Après ce désaveu, Stéphanie Rist anticipe des discussions difficiles dans les prochaines années. La députée de la majorité souhaite « engager des discussions dès janvier prochain sur le prochain PLFSS ». Elle évoque « notre maîtrise de notre déficit et de notre dette qui risquent d’entraîner des projets de budget plus difficiles encore dans les années qui viennent. Nous devons avoir une discussion pour aller chercher des économies et des dépenses qui ne sont pas efficaces. On voit bien que dans la loi de programmation des finances publiques, on retourne à des ondam assez bas. Nous avons un débat de société à avoir sur comment on maintient notre protection sociale dans la durée. Juste sur l’ondam, on a augmenté de 54 milliards le budget entre 2019 et aujourd’hui, sur un budget de 254Mds d’euros. Si on regarde la trajectoire de la Sécurité sociale à horizon 2030 ou 2032, se pose la question du financement ».
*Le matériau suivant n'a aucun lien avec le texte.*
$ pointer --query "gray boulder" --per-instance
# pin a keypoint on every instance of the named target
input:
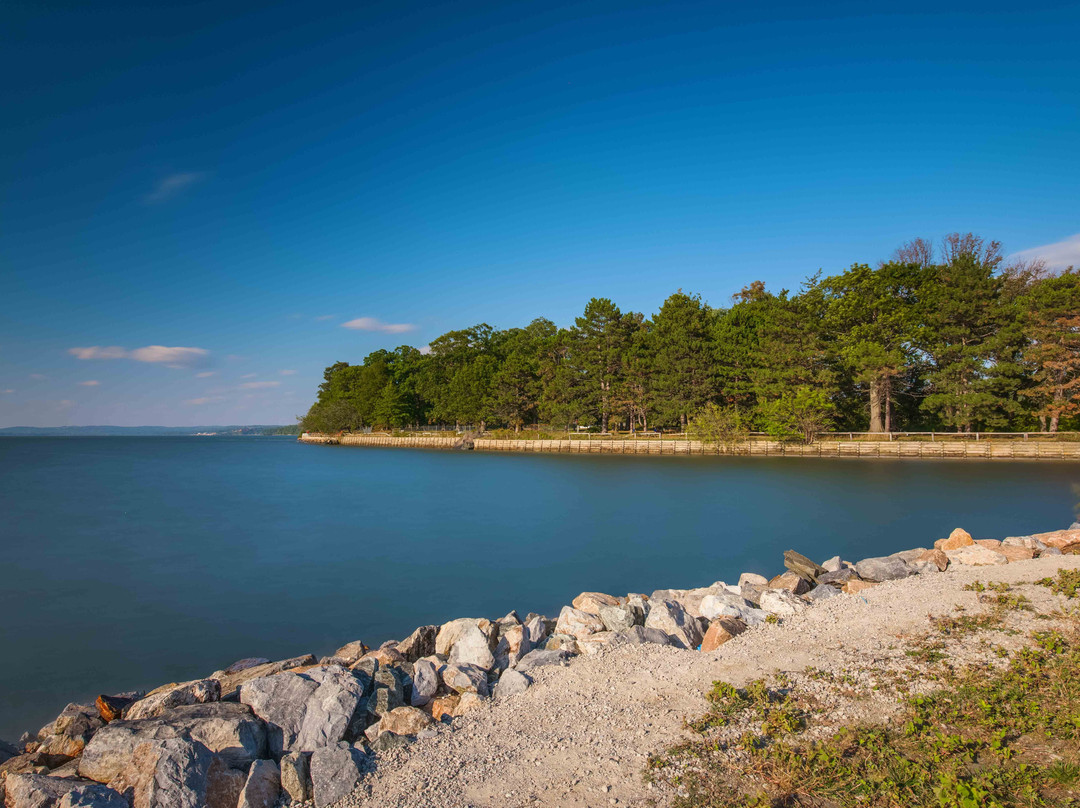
(511, 683)
(642, 635)
(262, 785)
(230, 730)
(669, 617)
(883, 568)
(42, 791)
(306, 711)
(335, 771)
(296, 776)
(541, 658)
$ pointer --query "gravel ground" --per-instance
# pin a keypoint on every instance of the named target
(581, 735)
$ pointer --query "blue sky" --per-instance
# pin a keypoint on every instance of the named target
(200, 196)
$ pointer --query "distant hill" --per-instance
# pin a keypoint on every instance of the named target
(257, 429)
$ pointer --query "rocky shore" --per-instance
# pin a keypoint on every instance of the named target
(305, 730)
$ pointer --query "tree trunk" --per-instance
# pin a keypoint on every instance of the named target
(876, 406)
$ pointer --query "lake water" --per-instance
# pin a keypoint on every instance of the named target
(131, 562)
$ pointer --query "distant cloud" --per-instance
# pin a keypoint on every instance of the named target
(1057, 255)
(173, 185)
(174, 357)
(369, 323)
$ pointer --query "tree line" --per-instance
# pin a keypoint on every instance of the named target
(947, 337)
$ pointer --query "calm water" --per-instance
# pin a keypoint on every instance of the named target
(130, 562)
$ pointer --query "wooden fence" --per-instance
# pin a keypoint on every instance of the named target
(972, 449)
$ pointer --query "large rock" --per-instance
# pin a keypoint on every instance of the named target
(956, 539)
(174, 772)
(424, 683)
(335, 771)
(231, 678)
(262, 785)
(578, 623)
(230, 730)
(782, 603)
(296, 776)
(541, 658)
(591, 602)
(307, 711)
(468, 641)
(975, 555)
(669, 617)
(883, 568)
(404, 721)
(720, 631)
(158, 701)
(801, 565)
(41, 791)
(511, 683)
(420, 643)
(642, 635)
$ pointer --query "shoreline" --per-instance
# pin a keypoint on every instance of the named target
(982, 449)
(282, 726)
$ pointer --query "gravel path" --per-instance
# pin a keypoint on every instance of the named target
(581, 735)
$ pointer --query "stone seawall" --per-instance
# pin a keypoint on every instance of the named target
(987, 449)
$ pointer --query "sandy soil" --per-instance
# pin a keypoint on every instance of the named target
(581, 735)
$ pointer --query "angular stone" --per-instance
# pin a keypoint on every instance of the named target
(262, 785)
(511, 683)
(306, 711)
(935, 556)
(464, 678)
(336, 770)
(172, 772)
(404, 721)
(420, 643)
(424, 683)
(296, 776)
(232, 681)
(975, 555)
(640, 635)
(157, 702)
(885, 568)
(541, 658)
(720, 631)
(790, 581)
(591, 602)
(230, 730)
(956, 539)
(854, 586)
(782, 603)
(617, 618)
(669, 617)
(577, 623)
(801, 565)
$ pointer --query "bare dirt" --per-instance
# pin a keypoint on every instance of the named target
(581, 735)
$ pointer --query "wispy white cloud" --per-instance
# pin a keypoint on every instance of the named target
(1057, 255)
(173, 357)
(174, 184)
(370, 323)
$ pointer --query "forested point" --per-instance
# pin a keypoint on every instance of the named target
(952, 338)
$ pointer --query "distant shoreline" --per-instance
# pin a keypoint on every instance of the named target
(987, 449)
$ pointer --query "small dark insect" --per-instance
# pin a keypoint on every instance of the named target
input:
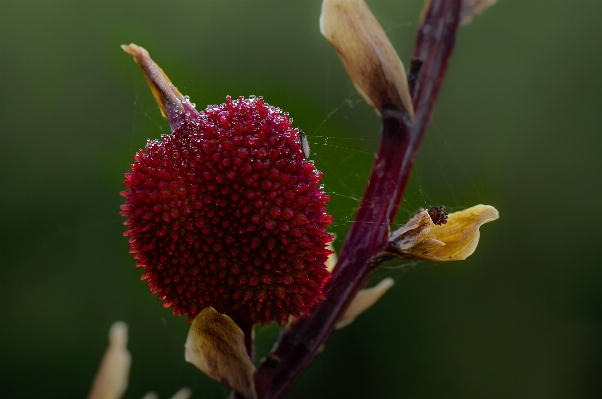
(438, 214)
(304, 144)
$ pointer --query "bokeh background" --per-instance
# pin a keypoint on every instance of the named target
(517, 126)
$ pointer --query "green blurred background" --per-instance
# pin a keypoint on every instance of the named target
(517, 126)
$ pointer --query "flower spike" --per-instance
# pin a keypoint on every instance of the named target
(226, 211)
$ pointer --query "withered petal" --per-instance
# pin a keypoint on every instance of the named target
(420, 238)
(215, 345)
(471, 8)
(460, 235)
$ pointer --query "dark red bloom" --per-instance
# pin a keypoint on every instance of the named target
(226, 212)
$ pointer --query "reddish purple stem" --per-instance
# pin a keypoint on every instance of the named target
(369, 232)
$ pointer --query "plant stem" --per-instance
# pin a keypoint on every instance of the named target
(369, 232)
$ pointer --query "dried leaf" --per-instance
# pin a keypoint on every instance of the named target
(165, 93)
(331, 262)
(471, 8)
(215, 345)
(183, 393)
(420, 238)
(363, 300)
(112, 378)
(369, 58)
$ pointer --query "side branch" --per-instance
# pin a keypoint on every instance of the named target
(370, 230)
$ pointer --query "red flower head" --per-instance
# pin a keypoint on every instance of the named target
(226, 212)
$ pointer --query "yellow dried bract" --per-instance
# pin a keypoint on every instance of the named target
(215, 345)
(468, 10)
(369, 58)
(420, 238)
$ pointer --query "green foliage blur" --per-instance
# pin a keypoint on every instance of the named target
(517, 126)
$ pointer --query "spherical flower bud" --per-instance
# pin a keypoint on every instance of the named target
(226, 212)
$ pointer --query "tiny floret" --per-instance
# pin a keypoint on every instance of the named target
(226, 212)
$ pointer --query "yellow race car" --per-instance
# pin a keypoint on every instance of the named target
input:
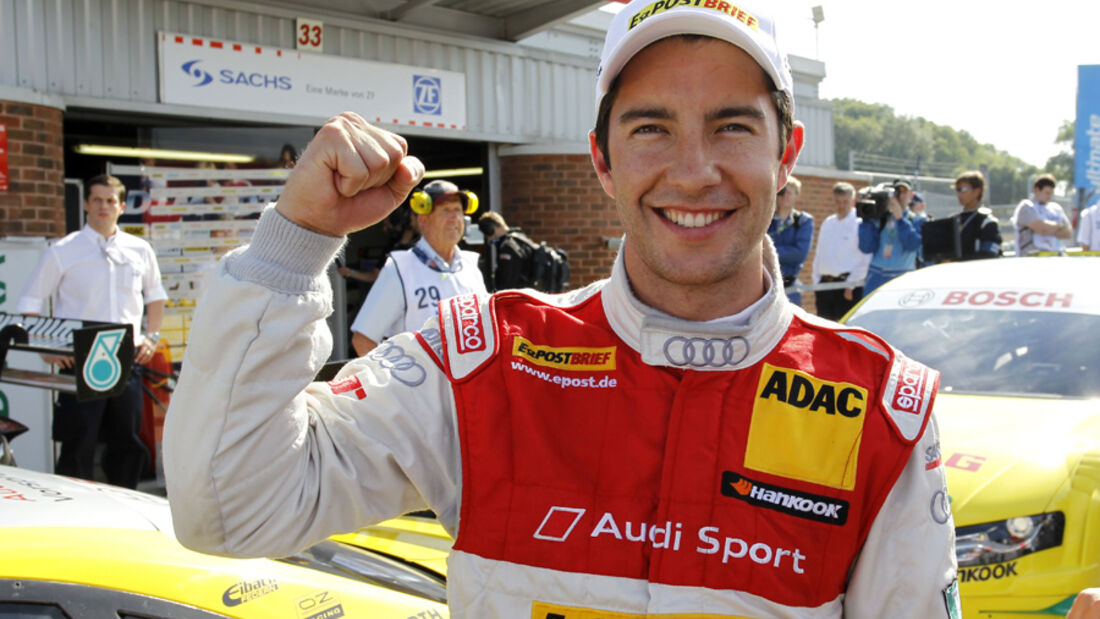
(75, 549)
(1019, 412)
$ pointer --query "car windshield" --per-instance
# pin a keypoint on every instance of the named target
(997, 352)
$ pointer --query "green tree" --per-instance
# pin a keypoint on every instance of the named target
(1062, 165)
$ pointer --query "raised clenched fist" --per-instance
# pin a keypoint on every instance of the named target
(351, 176)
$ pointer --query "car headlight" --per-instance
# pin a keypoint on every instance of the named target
(1004, 540)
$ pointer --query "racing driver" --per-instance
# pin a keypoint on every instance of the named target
(674, 441)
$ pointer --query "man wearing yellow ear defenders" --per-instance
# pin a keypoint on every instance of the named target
(413, 282)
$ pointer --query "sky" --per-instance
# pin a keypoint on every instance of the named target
(1005, 72)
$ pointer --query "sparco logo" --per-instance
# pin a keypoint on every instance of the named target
(802, 505)
(911, 383)
(248, 590)
(403, 367)
(987, 572)
(701, 352)
(468, 327)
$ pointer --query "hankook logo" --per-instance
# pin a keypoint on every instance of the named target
(427, 95)
(559, 523)
(468, 323)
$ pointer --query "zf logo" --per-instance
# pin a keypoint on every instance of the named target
(427, 95)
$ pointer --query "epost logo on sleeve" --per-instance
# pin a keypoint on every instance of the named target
(574, 358)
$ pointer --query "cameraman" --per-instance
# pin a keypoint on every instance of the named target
(792, 231)
(892, 238)
(506, 261)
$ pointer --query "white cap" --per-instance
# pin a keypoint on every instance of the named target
(642, 22)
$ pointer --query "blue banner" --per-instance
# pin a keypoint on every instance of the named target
(1087, 143)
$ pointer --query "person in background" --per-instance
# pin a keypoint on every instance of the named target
(413, 282)
(101, 274)
(893, 242)
(792, 231)
(1041, 223)
(287, 156)
(1088, 229)
(838, 257)
(979, 230)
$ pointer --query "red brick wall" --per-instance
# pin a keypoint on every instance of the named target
(34, 202)
(558, 199)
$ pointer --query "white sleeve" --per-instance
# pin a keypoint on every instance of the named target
(908, 566)
(817, 253)
(42, 284)
(383, 311)
(260, 462)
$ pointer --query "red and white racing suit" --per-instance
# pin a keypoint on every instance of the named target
(592, 456)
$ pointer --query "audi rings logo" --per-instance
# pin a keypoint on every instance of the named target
(468, 325)
(702, 352)
(941, 507)
(403, 367)
(198, 74)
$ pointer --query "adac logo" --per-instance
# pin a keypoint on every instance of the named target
(784, 500)
(198, 74)
(427, 95)
(102, 368)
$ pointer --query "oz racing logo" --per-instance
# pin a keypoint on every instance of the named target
(202, 76)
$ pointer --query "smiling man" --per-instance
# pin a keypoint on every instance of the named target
(674, 441)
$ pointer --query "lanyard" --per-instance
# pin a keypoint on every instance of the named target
(433, 264)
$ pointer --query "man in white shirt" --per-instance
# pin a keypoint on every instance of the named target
(413, 282)
(838, 257)
(1088, 231)
(1041, 224)
(101, 274)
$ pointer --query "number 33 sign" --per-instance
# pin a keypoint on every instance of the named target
(310, 35)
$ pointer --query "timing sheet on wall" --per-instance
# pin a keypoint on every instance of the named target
(1087, 139)
(224, 74)
(191, 217)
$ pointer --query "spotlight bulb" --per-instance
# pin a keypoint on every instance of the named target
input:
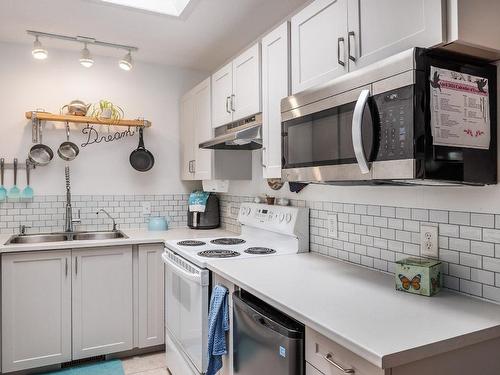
(86, 58)
(126, 62)
(38, 51)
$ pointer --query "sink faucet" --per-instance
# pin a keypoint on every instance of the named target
(69, 221)
(108, 215)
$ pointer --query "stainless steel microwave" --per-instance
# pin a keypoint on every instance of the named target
(372, 126)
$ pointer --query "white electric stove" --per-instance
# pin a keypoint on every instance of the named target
(265, 231)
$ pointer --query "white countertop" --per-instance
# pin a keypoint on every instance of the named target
(135, 236)
(360, 309)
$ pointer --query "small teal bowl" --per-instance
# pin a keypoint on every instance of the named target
(157, 224)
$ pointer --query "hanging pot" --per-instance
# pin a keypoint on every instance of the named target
(141, 159)
(68, 151)
(40, 154)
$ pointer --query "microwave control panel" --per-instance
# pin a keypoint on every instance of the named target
(395, 111)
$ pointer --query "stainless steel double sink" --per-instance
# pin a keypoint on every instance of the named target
(62, 237)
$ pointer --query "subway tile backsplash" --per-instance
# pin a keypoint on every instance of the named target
(46, 213)
(377, 236)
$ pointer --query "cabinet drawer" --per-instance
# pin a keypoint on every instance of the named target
(322, 353)
(311, 370)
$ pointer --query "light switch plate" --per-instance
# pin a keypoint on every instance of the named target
(429, 247)
(146, 208)
(332, 225)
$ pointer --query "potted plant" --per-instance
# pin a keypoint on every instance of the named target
(107, 110)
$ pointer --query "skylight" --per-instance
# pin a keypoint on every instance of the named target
(168, 7)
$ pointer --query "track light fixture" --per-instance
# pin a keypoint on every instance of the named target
(38, 51)
(126, 62)
(86, 58)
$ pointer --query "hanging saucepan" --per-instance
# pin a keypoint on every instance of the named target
(40, 154)
(141, 159)
(68, 151)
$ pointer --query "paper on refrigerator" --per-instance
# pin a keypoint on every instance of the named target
(459, 109)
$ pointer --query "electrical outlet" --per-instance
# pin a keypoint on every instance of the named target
(146, 208)
(333, 226)
(429, 241)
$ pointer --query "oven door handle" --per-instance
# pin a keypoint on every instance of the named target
(181, 271)
(357, 131)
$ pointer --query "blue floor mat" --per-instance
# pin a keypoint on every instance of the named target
(113, 367)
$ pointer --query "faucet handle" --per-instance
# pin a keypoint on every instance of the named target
(79, 219)
(22, 229)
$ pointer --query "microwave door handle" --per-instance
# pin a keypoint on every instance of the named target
(357, 130)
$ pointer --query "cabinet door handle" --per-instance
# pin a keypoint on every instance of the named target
(350, 36)
(329, 358)
(339, 60)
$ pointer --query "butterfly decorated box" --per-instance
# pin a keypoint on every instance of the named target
(418, 276)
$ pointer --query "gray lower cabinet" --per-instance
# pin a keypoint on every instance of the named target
(311, 370)
(102, 301)
(151, 273)
(64, 305)
(36, 309)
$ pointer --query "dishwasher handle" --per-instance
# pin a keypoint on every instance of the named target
(269, 318)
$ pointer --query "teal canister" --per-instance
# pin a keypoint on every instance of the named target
(157, 224)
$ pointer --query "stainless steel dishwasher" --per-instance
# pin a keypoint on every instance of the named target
(266, 341)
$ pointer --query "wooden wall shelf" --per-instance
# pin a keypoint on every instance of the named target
(45, 116)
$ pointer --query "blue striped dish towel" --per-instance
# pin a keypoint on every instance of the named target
(218, 325)
(198, 201)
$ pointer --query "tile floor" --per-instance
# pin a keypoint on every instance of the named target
(148, 364)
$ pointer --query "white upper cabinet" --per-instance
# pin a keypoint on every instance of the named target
(275, 86)
(222, 91)
(332, 37)
(102, 301)
(319, 34)
(36, 309)
(473, 28)
(245, 100)
(203, 130)
(382, 28)
(236, 88)
(196, 127)
(187, 138)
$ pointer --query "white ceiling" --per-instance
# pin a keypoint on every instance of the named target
(209, 33)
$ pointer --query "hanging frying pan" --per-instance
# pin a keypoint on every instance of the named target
(141, 159)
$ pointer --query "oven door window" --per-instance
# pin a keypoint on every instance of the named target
(325, 138)
(186, 312)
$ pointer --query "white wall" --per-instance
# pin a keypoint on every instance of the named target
(149, 91)
(477, 199)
Parmi les pistes d’économie à explorer dans les prochaines années, Stéphanie Rist souhaite avoir un débat sur les restes à charge ou encore sur la prévention. La députée met sur la table l’idée d’exclure les dépenses de prévention du champ de l’Ondam et de travailler davantage avec les organismes complémentaires dans ce domaine.
Remettre à plat le financement de la prévention
« Je crois qu’il y a un débat à ouvrir sur la prévention. Sur ce PLFSS, les trois mesures de prévention (les rendez-vous de prévention aux âges clés de la vie, la distribution de préservatifs pour les jeunes ainsi que la vaccination contre le papillomavirus, représentent 150M d’euros de dépenses. Nous avons intérêt à sortir le financement de la prévention de l’ondam, soutient la députée devant les journalistes de l’Ajis. Beaucoup de complémentaires font beaucoup de travail en matière de prévention dont souvent des mesures répétitives. Pour la même cible, on va avoir trois actions de prévention par trois acteurs différents. Nous aurions intérêt à mettre à plat le sujet de la prévention, financièrement et notamment sur la discussion avec les complémentaires », précise-t-elle.
La députée a également commenté les transferts de charges sur les soins dentaires de l’assurance maladie obligatoire vers les complémentaires. « Ces transferts de charges sur les soins dentaires, qui sont des économies pour la Sécurité sociale, sans pénaliser fortement les citoyens, doivent être discutés avec les complémentaires, mais cela doit se faire dans un cadre plus large que ce simple transfert de tuyaux de passer de 70 à 60%. Je pense qu’il faudrait un projet, une politique qui soit discutée avec les complémentaires et qui porteraient notamment la prévention ».